🔴 MAGNIFICA HUMANITAS | L'Église vient d'entrer en guerre contre les nouveaux oligarques de la tech
👉 C'est la plus grande réponse religieuse à l'IA de l'histoire, et voici pourquoi elle intéresse autant les libéraux que les conservateurs.
Le 25 mai, le pape Léon XIV a publié Magnifica Humanitas, la première encyclique intégralement consacrée à l'intelligence artificielle. Pour en saisir la portée, un détour historique s'impose.
🔙 Le 25 mai 1891, le pape Léon XIII publiait Rerum Novarum — « les choses nouvelles ». Face aux ravages de la révolution industrielle sur la dignité ouvrière, il posait les bases de la doctrine sociale de l'Église. Mais attention, Rerum Novarum n'est pas une critique du capitalisme. C'est une défense de la propriété privée et de la responsabilité individuelle contre deux menaces simultanées — l'exploitation sans limites du travailleur par le capital, et la réponse socialiste qui, en abolissant la propriété et la liberté économique, détruit précisément ce qu'elle prétend protéger. Léon XIII proposait une troisième voie : ni le laisser-faire sauvage, ni la lutte des classes.
⏩ Jean-Paul II, le pape de l'effondrement du communisme, viendra un siècle plus tard confirmer ce cap : il reconnaissait dans Centesimus Annus « le potentiel positif du marché et de l'initiative privée », à condition qu'ils restent soumis à la loi morale. Ces deux pontificats ont ensemble fermé la porte au socialisme et fixé les limites du capitalisme dérégulé.
⏩ Le 15 mai 2026, 135 ans plus tard, jour pour jour : Léon XIV signe Magnifica Humanitas. L'écho n'est pas fortuit. L'enjeu a simplement changé de nature.
Le péril n'est plus la concentration du capital physique, mais celle du capital cognitif (données, puissance de calcul, algorithmes). Une poignée d'acteurs privés concentre aujourd'hui une puissance de feu supérieure à celle de la plupart des États souverains.

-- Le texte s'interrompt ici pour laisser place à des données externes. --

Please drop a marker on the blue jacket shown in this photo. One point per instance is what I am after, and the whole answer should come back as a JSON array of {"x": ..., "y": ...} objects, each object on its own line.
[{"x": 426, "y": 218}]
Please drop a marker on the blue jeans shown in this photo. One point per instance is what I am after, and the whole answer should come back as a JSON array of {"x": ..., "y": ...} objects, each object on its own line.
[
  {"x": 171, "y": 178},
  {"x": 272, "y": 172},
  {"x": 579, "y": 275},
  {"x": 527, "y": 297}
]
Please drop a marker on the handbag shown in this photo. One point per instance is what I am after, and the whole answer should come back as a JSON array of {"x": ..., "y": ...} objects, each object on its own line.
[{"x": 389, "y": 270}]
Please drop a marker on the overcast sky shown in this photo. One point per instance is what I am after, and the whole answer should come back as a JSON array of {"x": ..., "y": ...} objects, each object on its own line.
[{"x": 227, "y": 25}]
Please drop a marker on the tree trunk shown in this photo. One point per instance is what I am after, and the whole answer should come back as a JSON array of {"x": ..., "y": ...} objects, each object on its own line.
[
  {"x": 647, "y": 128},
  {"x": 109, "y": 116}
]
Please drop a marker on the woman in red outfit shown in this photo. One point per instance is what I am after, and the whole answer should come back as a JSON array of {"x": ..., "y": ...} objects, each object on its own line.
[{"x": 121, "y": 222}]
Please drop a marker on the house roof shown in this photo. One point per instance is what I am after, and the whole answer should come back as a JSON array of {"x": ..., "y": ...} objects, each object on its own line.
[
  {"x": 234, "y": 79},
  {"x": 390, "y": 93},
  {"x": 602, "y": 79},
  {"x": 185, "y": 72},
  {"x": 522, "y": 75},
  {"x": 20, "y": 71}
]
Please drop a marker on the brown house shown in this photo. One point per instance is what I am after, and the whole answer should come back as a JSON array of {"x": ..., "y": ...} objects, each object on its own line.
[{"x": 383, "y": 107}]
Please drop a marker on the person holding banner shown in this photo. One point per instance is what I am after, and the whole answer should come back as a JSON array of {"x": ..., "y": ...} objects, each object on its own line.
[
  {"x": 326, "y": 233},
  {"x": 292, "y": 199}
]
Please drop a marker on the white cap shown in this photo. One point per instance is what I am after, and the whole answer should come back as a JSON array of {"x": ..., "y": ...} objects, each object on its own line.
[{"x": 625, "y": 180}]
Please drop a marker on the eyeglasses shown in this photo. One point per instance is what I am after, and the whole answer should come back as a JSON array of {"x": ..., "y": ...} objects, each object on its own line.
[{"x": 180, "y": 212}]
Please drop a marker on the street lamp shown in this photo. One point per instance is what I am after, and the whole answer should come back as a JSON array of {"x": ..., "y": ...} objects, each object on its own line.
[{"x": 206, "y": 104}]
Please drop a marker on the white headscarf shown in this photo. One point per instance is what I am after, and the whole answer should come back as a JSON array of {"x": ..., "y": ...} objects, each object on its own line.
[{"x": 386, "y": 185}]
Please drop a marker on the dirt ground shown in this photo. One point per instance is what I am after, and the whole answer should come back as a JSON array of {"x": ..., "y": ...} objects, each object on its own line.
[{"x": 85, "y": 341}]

Le §5 de l'encyclique dresse un constat implacable : ce n'est plus de la technologie, c'est de la géopolitique.
Sur le plan intellectuel, le texte est d'une cohérence libérale redoutable. Il réhabilite le principe de subsidiarité : ce qu'un individu, une famille ou un corps intermédiaire peut accomplir ne doit pas être absorbé par une mégastructure, qu'elle soit étatique ou corporatiste. L'encyclique défend la dignité ontologique de la personne contre sa réduction algorithmique à un simple score de performance.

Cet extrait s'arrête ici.